清次……三宅島から戻って来た島帰りの男。昔は四ッ谷の狼とも呼ばれたかなりの悪だったらしいが、今は売られた喧嘩すら買わず、堅気になろうと懸命に働く。三十過ぎくらいの、渋い良い男。

安平……同じ三宅島に流されていたやくざだが、一見すると人当たりは良い。しかし芯は冷たい根っからのやくざ者。

松蔵……元は清次の子分で、悪だった清次に憧れていた。今は本物のやくざになり安平の弟分で、堅気になろうとしている清次に失望している。

伊勢崎屋友五郎……口入れ屋の主。田舎から出て来て一代で店を持つに至る、それだけの男だから仕事には厳しいが、人情に厚い義理堅い男。

お美代……友五郎の娘で伊勢崎屋のお嬢さん。たまたま行き倒れていた清次を拾う。最初から清次に好意的で周囲が心配するほど良くなついている。

森田屋幸助……お美代と兄妹同然に育ち、今は許嫁の間柄。最初は気にしないでいたが、次第にお美代と清次の仲が気になってくる。

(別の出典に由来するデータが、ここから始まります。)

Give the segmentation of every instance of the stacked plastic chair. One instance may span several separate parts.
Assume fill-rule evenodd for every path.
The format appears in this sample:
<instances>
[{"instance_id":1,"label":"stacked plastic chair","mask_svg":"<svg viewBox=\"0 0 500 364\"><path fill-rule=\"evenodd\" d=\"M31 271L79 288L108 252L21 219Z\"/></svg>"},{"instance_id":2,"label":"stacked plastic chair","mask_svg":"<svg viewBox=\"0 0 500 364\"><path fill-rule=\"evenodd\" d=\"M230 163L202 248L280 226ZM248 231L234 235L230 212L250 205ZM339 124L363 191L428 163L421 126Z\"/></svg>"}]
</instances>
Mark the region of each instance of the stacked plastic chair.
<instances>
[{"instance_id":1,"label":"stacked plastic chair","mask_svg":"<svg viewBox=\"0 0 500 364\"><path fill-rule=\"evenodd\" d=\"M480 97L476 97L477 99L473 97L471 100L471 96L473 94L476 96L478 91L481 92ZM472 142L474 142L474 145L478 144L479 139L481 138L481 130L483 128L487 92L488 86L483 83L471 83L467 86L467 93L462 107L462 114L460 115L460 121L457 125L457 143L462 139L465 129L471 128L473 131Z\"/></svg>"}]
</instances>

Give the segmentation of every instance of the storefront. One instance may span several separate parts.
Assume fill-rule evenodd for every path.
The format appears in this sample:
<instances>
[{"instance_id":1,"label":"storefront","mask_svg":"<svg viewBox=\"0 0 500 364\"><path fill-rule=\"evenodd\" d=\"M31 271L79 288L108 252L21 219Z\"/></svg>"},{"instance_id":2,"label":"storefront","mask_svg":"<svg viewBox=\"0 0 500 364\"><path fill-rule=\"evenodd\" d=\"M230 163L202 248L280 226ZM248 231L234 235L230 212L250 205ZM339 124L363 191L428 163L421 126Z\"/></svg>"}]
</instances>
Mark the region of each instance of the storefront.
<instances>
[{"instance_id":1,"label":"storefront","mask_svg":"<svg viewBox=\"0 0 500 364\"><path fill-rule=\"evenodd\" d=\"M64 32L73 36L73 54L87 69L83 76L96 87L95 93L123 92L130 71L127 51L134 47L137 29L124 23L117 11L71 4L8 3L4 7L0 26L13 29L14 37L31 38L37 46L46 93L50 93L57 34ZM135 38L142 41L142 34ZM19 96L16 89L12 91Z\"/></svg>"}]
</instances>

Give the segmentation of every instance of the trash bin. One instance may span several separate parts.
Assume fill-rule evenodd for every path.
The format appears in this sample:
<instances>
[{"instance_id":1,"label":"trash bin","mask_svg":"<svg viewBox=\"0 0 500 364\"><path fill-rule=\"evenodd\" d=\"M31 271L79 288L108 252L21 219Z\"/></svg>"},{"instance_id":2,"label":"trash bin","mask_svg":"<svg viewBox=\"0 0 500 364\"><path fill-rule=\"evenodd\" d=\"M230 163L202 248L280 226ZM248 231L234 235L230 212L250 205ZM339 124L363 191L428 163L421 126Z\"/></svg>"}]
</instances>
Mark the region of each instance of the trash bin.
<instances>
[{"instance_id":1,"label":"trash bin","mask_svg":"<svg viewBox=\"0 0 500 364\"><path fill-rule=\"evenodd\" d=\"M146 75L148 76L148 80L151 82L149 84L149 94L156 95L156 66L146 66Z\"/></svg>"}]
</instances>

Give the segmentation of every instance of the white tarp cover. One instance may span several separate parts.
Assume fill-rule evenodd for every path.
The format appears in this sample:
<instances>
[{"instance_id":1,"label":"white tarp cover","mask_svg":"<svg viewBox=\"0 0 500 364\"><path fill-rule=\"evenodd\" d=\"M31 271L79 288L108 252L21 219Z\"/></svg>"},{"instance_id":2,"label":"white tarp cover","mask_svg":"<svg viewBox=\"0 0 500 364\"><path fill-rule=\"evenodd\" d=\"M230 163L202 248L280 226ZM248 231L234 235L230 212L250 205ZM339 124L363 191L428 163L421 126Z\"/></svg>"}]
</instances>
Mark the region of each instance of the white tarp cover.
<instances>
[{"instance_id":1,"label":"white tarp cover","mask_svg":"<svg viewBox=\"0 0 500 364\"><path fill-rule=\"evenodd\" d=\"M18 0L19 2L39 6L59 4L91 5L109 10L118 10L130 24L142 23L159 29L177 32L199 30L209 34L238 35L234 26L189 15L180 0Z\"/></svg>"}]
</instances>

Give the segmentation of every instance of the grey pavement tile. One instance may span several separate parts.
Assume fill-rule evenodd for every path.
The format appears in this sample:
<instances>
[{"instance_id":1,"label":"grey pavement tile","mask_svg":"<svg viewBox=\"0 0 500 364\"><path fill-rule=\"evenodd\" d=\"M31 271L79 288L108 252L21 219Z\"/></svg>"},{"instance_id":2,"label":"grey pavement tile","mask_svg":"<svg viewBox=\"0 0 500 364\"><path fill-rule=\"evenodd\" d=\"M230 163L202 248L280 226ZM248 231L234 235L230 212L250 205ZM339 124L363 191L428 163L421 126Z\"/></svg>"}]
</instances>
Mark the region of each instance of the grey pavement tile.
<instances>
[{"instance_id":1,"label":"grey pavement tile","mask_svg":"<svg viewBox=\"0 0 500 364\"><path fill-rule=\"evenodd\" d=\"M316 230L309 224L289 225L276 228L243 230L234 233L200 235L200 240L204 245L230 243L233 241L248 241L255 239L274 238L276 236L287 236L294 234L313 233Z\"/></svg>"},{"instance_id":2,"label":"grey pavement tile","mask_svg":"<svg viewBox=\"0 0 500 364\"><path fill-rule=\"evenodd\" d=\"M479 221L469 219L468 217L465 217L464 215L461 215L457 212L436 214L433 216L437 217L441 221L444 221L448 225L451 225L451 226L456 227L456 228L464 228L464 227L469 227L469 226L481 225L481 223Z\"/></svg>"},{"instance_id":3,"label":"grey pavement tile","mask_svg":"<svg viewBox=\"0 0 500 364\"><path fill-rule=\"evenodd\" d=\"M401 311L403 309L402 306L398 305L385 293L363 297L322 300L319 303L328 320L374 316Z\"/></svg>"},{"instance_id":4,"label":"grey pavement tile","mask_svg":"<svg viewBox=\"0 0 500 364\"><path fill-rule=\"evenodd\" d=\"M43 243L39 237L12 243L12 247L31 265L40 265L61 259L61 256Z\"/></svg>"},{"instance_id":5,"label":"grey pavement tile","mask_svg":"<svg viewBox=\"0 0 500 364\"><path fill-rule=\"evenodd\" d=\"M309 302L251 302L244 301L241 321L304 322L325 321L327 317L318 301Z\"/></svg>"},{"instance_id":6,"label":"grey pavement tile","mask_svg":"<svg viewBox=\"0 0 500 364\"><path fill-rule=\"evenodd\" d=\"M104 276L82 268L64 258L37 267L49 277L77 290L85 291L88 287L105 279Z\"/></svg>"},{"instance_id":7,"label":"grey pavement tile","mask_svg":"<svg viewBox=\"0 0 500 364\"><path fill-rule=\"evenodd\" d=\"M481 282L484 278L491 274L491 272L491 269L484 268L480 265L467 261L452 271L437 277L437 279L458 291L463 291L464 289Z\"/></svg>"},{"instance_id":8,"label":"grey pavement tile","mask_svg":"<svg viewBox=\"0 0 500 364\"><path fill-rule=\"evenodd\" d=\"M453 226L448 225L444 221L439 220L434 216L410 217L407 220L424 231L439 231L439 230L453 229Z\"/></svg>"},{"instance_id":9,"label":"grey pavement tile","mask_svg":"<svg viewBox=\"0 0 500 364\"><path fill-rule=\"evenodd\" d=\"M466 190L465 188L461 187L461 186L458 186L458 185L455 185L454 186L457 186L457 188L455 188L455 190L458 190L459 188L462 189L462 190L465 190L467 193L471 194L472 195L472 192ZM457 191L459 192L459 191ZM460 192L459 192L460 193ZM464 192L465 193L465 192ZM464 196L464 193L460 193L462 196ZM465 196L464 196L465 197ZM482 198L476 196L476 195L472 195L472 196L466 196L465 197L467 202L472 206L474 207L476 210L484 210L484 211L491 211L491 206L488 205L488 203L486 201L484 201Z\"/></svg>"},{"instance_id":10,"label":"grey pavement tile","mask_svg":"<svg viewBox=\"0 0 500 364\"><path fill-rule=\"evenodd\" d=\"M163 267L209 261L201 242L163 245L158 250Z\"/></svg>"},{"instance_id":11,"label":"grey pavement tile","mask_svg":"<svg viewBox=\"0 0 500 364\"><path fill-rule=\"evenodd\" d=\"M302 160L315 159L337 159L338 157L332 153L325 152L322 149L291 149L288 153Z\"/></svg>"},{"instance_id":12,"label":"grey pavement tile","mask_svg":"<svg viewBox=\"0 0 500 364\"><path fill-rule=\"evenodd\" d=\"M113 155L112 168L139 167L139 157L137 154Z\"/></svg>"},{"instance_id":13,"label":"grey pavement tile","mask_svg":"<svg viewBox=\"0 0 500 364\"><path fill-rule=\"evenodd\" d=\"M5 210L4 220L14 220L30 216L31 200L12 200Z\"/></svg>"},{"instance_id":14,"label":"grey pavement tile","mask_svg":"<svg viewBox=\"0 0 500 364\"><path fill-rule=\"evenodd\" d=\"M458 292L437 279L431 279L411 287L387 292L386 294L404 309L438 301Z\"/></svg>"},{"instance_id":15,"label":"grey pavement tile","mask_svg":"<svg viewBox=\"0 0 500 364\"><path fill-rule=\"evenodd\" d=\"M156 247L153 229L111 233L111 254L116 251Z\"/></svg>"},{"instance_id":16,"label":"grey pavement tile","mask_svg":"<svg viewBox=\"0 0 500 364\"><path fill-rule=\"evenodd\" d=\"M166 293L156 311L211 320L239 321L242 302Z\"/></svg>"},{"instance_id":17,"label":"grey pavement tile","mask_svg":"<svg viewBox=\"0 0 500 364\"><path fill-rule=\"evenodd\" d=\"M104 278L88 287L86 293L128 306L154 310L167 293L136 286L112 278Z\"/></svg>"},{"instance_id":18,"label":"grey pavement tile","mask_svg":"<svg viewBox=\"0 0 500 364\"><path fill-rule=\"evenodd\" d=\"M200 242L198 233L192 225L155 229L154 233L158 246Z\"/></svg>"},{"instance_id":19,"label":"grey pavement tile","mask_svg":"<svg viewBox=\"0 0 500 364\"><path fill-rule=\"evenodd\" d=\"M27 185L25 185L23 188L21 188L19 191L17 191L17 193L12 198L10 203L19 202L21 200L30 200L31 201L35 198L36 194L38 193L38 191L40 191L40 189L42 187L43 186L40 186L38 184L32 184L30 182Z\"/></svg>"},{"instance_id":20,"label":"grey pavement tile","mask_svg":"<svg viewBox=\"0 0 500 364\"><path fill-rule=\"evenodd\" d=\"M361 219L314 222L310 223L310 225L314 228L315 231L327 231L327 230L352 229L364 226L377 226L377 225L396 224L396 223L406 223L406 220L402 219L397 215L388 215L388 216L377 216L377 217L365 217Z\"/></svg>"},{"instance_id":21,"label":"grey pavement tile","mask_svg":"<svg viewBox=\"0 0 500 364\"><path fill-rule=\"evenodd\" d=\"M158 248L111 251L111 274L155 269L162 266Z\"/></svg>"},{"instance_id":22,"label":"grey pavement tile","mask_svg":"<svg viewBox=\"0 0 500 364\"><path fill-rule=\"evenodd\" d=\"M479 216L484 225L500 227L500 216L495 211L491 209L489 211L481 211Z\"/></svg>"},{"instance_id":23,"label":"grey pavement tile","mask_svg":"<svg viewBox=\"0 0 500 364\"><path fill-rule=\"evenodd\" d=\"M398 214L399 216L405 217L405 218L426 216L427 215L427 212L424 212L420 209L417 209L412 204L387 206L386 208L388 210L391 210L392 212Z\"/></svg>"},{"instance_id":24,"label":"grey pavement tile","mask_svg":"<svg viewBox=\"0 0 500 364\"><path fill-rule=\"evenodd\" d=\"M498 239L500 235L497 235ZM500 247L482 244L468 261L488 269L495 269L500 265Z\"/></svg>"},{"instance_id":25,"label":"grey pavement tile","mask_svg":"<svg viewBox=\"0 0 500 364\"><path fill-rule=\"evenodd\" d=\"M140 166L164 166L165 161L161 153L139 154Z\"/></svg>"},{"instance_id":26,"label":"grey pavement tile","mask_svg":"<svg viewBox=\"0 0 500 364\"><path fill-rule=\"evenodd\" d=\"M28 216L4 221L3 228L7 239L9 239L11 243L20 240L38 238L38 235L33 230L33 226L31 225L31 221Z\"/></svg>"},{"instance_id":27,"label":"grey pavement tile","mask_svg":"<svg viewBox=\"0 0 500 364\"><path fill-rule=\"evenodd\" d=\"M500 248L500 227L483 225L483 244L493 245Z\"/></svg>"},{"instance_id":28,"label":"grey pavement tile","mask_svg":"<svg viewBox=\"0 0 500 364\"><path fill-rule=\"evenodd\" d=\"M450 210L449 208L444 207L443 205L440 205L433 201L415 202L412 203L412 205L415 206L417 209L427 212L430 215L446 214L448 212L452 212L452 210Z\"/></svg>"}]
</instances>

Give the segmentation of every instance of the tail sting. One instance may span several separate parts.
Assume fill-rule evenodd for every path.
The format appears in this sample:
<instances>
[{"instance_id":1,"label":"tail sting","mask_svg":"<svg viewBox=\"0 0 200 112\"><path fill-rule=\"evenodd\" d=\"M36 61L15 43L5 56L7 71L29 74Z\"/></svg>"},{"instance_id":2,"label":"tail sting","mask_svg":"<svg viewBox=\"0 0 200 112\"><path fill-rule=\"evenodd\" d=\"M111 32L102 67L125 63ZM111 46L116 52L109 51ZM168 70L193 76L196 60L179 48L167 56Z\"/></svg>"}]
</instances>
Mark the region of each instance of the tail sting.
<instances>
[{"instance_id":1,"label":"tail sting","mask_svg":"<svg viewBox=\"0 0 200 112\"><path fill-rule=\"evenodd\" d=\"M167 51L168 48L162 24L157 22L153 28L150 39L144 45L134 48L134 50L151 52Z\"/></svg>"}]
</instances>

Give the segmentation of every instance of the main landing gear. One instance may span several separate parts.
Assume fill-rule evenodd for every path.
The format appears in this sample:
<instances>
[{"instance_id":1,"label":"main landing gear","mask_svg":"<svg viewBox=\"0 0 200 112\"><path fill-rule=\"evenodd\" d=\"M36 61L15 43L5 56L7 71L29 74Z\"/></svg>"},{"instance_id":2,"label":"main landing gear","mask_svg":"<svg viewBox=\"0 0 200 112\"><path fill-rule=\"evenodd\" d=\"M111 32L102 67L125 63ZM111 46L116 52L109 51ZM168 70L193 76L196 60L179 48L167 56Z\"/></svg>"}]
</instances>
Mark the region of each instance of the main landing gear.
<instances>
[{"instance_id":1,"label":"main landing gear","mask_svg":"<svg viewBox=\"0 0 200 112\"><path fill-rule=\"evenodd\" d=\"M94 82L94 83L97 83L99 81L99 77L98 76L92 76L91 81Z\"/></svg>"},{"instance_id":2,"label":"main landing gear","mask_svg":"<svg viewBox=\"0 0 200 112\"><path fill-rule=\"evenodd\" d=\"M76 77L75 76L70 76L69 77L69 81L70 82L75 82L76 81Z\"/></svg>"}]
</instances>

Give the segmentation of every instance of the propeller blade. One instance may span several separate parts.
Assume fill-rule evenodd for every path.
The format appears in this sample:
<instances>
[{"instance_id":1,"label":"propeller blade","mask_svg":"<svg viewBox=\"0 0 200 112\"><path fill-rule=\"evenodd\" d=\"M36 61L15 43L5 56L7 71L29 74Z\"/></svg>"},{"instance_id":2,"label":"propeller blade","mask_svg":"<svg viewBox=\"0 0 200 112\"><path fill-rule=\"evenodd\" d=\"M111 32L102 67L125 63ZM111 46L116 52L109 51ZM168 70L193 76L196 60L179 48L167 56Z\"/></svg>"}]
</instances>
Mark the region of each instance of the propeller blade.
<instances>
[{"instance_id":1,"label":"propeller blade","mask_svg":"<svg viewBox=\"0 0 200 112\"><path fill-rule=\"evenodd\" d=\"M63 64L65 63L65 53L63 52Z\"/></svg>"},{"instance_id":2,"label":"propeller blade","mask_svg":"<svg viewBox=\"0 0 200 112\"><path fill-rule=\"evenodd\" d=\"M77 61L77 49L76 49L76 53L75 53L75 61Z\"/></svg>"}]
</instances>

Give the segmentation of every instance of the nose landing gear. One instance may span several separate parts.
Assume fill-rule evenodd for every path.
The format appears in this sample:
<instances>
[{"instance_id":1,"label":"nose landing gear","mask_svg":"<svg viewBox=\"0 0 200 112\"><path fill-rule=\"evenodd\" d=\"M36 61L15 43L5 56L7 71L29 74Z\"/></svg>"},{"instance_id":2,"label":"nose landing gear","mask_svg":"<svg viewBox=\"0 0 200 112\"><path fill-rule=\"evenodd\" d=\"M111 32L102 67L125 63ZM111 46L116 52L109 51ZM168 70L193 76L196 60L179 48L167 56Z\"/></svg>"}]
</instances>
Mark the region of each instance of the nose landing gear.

徹太……伊勢崎屋の人足で最も若い、威勢の良い者。それだけに、自分の男を見せつけようと、島帰りという清次に無闇に突っかかって喧嘩を仕掛ける。

重蔵……かつて清次をお縄にした岡っ引き。清次を目の敵にして、清次が赦されて戻って来た今も散々嫌がらせをしている。

佐吉……堀川屋という袋物屋で働く真面目なお店者だが、わけあって清次を深く恨み、何度も清次の前に姿を現す。